2.9 Bij de beantwoording van de vraag of in een bepaald geval een gerechtvaardigde grond voor vrees voor partijdigheid van een lid van het hof bestaat, is het standpunt van verzoeker belangrijk, maar niet doorslaggevend. Beslissend is of de twijfel van verzoeker aan de onpartijdigheid en deskundigheid van het lid van het hof, door objectieve factoren wordt gerechtvaardigd.

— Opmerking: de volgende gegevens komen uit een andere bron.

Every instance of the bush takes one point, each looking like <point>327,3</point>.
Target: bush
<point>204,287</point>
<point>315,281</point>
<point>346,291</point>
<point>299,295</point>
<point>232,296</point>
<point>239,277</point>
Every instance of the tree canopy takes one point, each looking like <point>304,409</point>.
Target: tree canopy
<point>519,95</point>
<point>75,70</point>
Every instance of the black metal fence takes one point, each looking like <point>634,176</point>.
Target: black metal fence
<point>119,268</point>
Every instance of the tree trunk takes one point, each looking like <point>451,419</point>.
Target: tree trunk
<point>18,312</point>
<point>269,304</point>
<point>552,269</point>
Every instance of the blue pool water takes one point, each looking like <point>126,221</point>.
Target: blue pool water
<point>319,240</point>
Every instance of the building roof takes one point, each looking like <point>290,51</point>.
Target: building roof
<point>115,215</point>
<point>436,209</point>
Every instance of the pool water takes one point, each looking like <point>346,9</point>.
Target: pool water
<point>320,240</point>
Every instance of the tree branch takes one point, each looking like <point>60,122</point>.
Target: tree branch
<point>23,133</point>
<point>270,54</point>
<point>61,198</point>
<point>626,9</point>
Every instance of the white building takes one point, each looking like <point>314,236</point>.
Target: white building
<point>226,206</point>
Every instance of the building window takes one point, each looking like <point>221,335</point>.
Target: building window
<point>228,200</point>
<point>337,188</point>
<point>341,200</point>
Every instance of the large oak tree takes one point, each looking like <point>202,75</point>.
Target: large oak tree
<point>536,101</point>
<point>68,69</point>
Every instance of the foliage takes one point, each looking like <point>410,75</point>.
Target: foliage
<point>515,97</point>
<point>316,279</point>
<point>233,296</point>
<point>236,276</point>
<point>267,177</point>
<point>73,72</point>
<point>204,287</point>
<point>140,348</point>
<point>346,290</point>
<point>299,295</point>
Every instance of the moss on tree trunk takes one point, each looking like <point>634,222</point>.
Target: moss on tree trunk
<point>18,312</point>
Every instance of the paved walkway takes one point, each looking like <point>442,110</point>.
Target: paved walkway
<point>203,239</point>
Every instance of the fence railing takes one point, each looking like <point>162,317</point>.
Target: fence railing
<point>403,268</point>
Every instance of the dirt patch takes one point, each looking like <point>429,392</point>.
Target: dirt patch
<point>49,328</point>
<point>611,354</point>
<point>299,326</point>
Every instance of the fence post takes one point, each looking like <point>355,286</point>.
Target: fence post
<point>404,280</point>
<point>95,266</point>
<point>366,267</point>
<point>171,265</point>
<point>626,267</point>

2.10 Daarnaast geldt dat het niet aan de wrakingskamer is een gegeven beslissing inhoudelijk te toetsen. Wraking kan immers niet fungeren als rechtsmiddel tegen onwelgevallige of onjuiste beslissingen.
Het oordeel van het hof 2.11 Van hiervoor bedoelde uitzonderlijke omstandigheden is geen sprake. De door verzoeker beschreven gang van zaken op de zitting van 11 oktober 2024, levert naar het oordeel van de wrakingskamer geen ( objectieve vrees voor) mogelijke vooringenomenheid op. Het proces-verbaal van de zitting van 11 oktober 2024 biedt hiervoor ook geen aanwijzingen. De zaak is inhoudelijk besproken ter zitting en partijen, ook verzoeker, hebben hun standpunten kunnen verwoorden. Het vragenderwijs bespreken van deze standpunten is een gebruikelijke wijze van behandeling van een zaak op zitting en biedt geen aanknopingspunten voor de door objectieve factoren gerechtvaardigde vrees dat sprake zou zijn van vooringenomenheid. Veronderstelde onbekendheid met de procesorde, wat daar ook van zij, biedt dat evenmin.
2.12 Het wrakingsverzoek wordt daarom ongegrond verklaard.
3 BESLISSING
Het Hof van Discipline:
3.1 verklaart het wrakingsverzoek van 11 oktober 2024 van verzoeker ongegrond.
3.2 bepaalt dat de procedure wordt voortgezet in de stand waarin deze zich bevond ten tijde van het indienen van het wrakingsverzoek.
Deze beslissing is genomen door mr. J.D. Streefkerk, voorzitter, mrs. J.W.M. Tromp en J.A. Huijgen, leden, in tegenwoordigheid van M.H.A. Uri, griffier, en in het openbaar uitgesproken op 21 maart 2025.
griffier voorzitter
De beslissing is verzonden op 21 maart 2025.